Przestrzenie bezdotykowe, antybakteryjne i antywirusowe powierzchnie czy kapsuły do relaksu lub dezynfekcji to tylko niektóre z wielu wizji przyszłości, których świadkami możemy być wcześniej niż nam się wydaje.
Ciąg dalszy nastąpi.
Kaniewski Team
———————————–
Ciekawostka:
Pożytki z zarazy
(…) Co ciekawe, Czarna Śmierć miała też pewien drobny wpływ na prawa kobiet. Otóż najbardziej konserwatywna instytucja świata, kościół katolicki, uznała wówczas w pewnym sensie prawa kapłańskie kobiet, wyrażając zgodę na udzielanie przez nie ostatniego namaszczenia. W styczniu 1349 roku w Anglii, biskup Bath i Wells pisał: „Zaraźliwy mór, jaki wszędzie się sroży, sprawił, iż wiele parafii postradało proboszczów i Księży. Skoro zaś zabrakło kapłanów, wielu umiera bez sakramentu pokuty. Należy zatem wyłożyć ludziom, iż w obliczu śmierci ci winni spowiadać się wzajem, jeden przed drugim, a nawet i przed niewiastą”.

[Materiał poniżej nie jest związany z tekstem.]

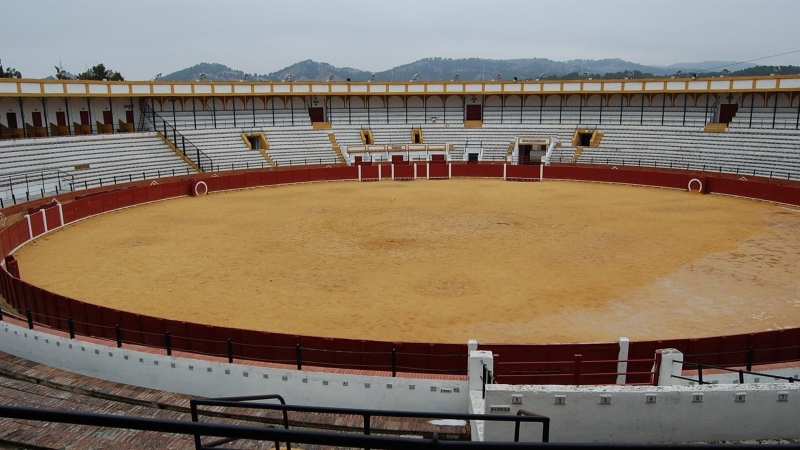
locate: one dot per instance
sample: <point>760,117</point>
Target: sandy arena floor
<point>440,261</point>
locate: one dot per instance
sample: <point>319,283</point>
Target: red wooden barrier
<point>93,320</point>
<point>53,218</point>
<point>404,172</point>
<point>37,224</point>
<point>439,171</point>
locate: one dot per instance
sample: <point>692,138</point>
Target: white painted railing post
<point>477,359</point>
<point>622,357</point>
<point>671,364</point>
<point>30,228</point>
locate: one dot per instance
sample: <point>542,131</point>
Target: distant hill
<point>213,72</point>
<point>468,69</point>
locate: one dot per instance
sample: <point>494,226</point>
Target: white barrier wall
<point>649,413</point>
<point>214,379</point>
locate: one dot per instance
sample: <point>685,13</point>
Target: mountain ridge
<point>430,69</point>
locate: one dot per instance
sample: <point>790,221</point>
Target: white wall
<point>628,417</point>
<point>212,379</point>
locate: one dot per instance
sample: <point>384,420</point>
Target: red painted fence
<point>53,310</point>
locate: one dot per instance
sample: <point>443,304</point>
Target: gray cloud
<point>141,38</point>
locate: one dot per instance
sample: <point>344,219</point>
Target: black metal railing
<point>741,373</point>
<point>367,415</point>
<point>682,165</point>
<point>33,185</point>
<point>320,438</point>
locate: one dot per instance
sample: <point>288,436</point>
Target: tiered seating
<point>490,142</point>
<point>783,118</point>
<point>226,148</point>
<point>395,116</point>
<point>766,154</point>
<point>633,115</point>
<point>563,154</point>
<point>300,145</point>
<point>204,120</point>
<point>69,163</point>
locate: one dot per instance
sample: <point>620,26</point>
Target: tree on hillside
<point>9,73</point>
<point>62,74</point>
<point>99,73</point>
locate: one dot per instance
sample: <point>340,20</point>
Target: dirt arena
<point>440,261</point>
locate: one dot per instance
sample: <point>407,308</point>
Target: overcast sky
<point>141,38</point>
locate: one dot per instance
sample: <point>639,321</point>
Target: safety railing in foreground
<point>321,438</point>
<point>299,355</point>
<point>366,414</point>
<point>740,372</point>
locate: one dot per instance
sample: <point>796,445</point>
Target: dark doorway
<point>11,118</point>
<point>524,154</point>
<point>36,116</point>
<point>317,114</point>
<point>474,112</point>
<point>727,112</point>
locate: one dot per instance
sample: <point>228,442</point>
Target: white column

Miało to swoje skutki praktyczne, bo kobiety dopuszczono wówczas także do wykonywania niektórych rzemiosł, dotychczas im niedostępnych. Był to niedoceniany dziś, ale realny początek zmian w mentalności Europejczyków, którego skutki obserwujemy właśnie dziś.[1]

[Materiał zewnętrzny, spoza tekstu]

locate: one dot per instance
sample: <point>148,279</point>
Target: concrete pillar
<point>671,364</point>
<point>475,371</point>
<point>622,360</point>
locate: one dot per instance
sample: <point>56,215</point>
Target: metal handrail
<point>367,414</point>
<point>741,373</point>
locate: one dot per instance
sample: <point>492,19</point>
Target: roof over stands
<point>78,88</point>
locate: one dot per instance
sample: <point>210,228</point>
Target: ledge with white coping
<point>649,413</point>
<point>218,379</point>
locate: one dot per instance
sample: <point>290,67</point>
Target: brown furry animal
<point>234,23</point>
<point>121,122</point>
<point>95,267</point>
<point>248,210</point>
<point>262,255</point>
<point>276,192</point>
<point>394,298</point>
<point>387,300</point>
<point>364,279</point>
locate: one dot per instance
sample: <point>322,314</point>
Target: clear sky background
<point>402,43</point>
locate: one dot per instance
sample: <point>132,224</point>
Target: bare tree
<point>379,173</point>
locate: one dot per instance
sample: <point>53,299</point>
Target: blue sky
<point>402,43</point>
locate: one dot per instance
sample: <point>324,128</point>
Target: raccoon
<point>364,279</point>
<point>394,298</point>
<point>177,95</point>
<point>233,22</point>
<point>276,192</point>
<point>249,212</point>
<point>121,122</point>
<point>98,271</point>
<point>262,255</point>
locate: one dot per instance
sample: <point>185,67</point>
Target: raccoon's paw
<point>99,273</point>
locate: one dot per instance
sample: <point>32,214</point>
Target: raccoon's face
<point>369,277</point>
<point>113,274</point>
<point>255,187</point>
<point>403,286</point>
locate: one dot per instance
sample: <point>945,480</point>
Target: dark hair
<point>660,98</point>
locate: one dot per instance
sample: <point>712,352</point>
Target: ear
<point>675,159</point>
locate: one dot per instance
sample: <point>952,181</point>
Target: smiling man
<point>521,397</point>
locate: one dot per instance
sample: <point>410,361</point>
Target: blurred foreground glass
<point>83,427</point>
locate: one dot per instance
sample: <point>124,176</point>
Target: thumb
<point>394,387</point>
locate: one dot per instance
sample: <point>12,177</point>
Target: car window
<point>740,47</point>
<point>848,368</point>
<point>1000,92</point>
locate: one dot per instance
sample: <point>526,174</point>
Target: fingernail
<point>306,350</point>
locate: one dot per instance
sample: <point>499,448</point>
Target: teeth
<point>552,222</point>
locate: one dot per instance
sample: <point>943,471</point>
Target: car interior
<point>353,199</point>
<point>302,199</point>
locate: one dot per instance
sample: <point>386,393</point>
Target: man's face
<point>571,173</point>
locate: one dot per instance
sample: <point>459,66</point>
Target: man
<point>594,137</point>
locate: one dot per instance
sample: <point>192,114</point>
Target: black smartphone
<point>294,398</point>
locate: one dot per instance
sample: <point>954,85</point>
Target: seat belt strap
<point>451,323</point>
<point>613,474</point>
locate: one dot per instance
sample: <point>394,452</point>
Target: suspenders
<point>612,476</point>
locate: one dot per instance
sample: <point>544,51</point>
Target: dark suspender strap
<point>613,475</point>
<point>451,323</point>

[1] Wojciech Lada – dziennikarz, historyk, autor książek historycznych, przez wiele lat współpracował z „Życiem Warszawy” i „Rzeczpospolitą”. Obecnie pisze dla miesięczników i portali historycznych, a przede wszystkim wydawnictw. Opublikował książki: Polscy terroryści (2014), Bandyci z Armii Krajowej (2018), Pożytki z katorgi (2019).